26 Jun, 2002 By: Joan Villa

SAN ANTONIO – Video prices studios charged Blockbuster under revenue-sharing deals were significantly less than prices charged to distributors selling to independent retailers, a Stanford University economist appearing for retail plaintiffs testified today in an antitrust case in U.S. District court.

In testimony often peppered with defense objections, Prof. James Sweeney said he concluded from studying studio agreements that Blockbuster's average movie acquisition costs were about 12 percent less overall than pricing terms offered through wholesalers.

"That's big," he said. "It could make the difference between viability and bankruptcy" for independents.

Sweeney attributed the price difference to a "set of decisions" studios made to withhold competitive revenue-sharing terms from independents, rather than market conditions. Such "parallel activity" on the part of all studios, acting against individual self-interest but benefiting the group as a whole, is what economists look for in collusive behavior or conspiracy, he explained.

"The parallel activity was a failure to provide contracts to independents through distribution or any other means that would allow them to have a cost of goods nearly equivalent to Blockbuster," Sweeney said.
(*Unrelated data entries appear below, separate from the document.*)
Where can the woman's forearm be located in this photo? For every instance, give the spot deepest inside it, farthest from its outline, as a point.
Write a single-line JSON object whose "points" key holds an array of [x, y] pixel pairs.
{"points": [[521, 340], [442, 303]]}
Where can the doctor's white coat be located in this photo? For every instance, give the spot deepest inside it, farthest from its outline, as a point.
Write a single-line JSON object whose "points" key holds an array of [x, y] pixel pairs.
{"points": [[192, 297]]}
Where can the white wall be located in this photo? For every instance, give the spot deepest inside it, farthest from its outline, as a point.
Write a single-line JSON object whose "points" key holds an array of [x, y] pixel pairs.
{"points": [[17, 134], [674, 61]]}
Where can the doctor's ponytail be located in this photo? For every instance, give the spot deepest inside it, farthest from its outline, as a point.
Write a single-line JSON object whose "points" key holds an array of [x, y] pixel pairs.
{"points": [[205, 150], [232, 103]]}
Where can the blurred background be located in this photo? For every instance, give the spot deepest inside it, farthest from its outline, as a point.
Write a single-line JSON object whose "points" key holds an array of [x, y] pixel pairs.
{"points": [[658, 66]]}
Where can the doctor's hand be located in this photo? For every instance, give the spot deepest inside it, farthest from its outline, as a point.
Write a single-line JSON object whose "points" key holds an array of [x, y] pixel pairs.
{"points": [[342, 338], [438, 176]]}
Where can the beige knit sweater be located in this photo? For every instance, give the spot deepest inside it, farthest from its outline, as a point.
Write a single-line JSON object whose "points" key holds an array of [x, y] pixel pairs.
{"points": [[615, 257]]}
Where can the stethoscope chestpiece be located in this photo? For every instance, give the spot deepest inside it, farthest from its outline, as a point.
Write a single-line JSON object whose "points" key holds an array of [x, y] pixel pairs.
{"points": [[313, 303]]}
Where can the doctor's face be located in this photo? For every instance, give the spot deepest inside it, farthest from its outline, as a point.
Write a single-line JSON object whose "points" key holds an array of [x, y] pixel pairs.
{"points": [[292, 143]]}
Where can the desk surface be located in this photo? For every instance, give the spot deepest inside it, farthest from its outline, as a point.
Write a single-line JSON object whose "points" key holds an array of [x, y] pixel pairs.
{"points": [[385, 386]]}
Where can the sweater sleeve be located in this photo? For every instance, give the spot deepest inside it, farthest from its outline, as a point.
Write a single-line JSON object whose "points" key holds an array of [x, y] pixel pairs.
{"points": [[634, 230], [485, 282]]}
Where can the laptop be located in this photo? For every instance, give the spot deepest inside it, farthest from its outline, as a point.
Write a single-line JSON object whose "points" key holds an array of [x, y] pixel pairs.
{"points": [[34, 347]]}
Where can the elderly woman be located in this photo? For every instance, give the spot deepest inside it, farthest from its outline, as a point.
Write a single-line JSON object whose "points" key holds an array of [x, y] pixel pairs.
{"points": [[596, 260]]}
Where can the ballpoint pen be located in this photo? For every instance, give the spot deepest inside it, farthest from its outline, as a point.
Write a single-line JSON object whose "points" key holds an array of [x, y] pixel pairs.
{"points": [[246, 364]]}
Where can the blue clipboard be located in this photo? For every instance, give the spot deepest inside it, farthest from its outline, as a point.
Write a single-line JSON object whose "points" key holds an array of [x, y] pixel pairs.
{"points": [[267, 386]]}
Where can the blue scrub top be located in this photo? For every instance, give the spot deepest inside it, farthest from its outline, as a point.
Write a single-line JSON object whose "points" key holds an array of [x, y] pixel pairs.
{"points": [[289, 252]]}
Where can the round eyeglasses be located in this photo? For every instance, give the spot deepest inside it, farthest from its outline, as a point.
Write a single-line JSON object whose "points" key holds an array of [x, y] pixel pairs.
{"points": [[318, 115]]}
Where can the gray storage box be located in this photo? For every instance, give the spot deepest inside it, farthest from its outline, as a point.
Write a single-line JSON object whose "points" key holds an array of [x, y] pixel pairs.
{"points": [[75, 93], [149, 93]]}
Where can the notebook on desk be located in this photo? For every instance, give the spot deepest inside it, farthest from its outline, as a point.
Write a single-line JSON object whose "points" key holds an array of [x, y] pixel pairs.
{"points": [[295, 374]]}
Pricing contracts often contained "subtle but very important differences" in terms between what a retailer might pay through revenue-sharing distributor Rentrak and what Blockbuster paid in output agreements with studios beginning in 1997, he said.

"The terms were different, the revenue split was different and that's why I conclude these were very different," he emphasized. "They're not the same deal."

For example, Rentrak required a minimum transaction fee of $1.20 to $1.40 per rental from independent retailers, while Blockbuster's transaction fees were applied to average purchases for a given title, he said. This meant that independents who offered free rental coupons or specials such as "rent two, get one free" would still be required to pay transaction revenue to Rentrak on the free rentals, while Blockbuster's fee would not include such offers, he testified.

Early in his cross-examination, defense attorney Lee Godfrey disputed many of Sweeney's findings and argued that Blockbuster's deals through Warner Home Video and MGM Home Entertainment actually produced higher cost of goods for Blockbuster than for wholesalers.

Godfrey also questioned that Sweeney's analysis looked at the overall market rather than the specific market areas, purchases or prices paid by the three individual plaintiffs in the case: John Merchant of 49'er Video in Sacramento, Ron Cleveland of Lonestar Video in San Antonio and David Stevenson of The Big Picture Video in Syracuse, N.Y.

After unexpectedly paring down their witness list, plaintiffs expect to conclude their case today after calling their final witness, Blockbuster CEO John Antioco. Cut from the list of scheduled witnesses was Ben Feingold, president of Columbia TriStar Home Entertainment, and taped depositions from Blockbuster executive Dean Wilson and distributor Ron Eisenberg of ETD.